Anlässlich der Fachtagung „Hochschulen im digitalen Zeitalter“ stellten alle geförderten Projekte der Förderlinie „Digitale Hochschulbildung“ ihr Forschungsprojekt innerhalb einer Postersession einem breiten Fachpublikum vor.

Schwerpunkt der Fachtagung war die Auseinandersetzung mit der Hochschulbildung und -entwicklung „im digitalen Zeitalter“. Neben den Projektbeteiligten der Förderlinie war ein breites Fachpublikum aus Hochschulen, Forschungseinrichtungen und Politik vertreten.

In der Postersession konnten wir, Sandra Hofhues und ich (stellvertretend für alle Teilprojektleiterinnen) das Verbundprojekt vorstellen.

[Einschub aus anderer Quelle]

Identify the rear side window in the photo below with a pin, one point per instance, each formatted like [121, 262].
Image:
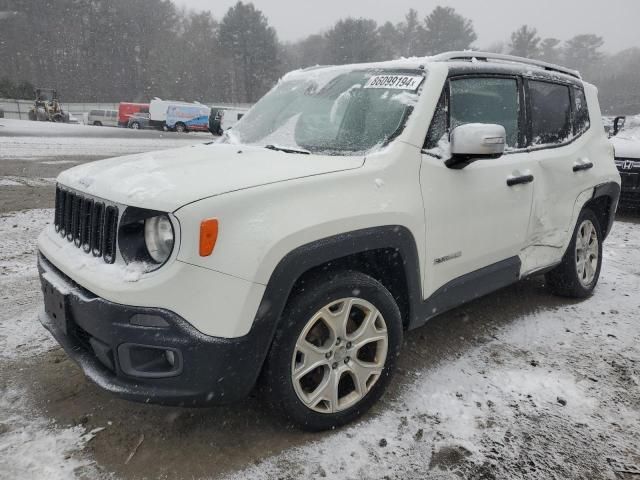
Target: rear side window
[581, 122]
[550, 113]
[486, 100]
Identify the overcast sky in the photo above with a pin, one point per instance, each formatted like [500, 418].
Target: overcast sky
[618, 21]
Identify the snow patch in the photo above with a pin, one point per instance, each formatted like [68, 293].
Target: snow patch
[32, 447]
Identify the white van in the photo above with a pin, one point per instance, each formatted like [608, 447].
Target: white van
[100, 118]
[158, 111]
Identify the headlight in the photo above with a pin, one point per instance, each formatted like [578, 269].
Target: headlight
[159, 237]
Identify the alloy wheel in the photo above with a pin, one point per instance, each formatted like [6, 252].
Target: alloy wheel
[587, 256]
[339, 355]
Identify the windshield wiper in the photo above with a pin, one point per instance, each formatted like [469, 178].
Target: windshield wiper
[288, 150]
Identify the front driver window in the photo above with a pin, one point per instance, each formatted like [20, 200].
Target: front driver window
[486, 100]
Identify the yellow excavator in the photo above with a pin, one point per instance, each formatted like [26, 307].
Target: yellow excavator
[47, 107]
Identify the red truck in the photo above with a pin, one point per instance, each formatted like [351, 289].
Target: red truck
[126, 109]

Neben vielen Personen, die die Fokussierung auf Studierende für notwendig halten, haben wir auch einzelne mit dem methodischen Vorgehen irritiert. Wir, die wir seit Anfang April den methodischen Rahmen für das Projekt aufspannen, haben uns an die Ambivalenzen und Herausforderungen unseres Projektvorhabens bereits gewöhnt. In den Gesprächen zu unserem Poster hatten wir an manchen Stellen den Eindruck, dass methodisches Vorgehen abseits von testenden oder triangulierenden Verfahren nicht bei allen Wissenschaftler*innen Interesse wecken kann.

Worum geht es im Projekt?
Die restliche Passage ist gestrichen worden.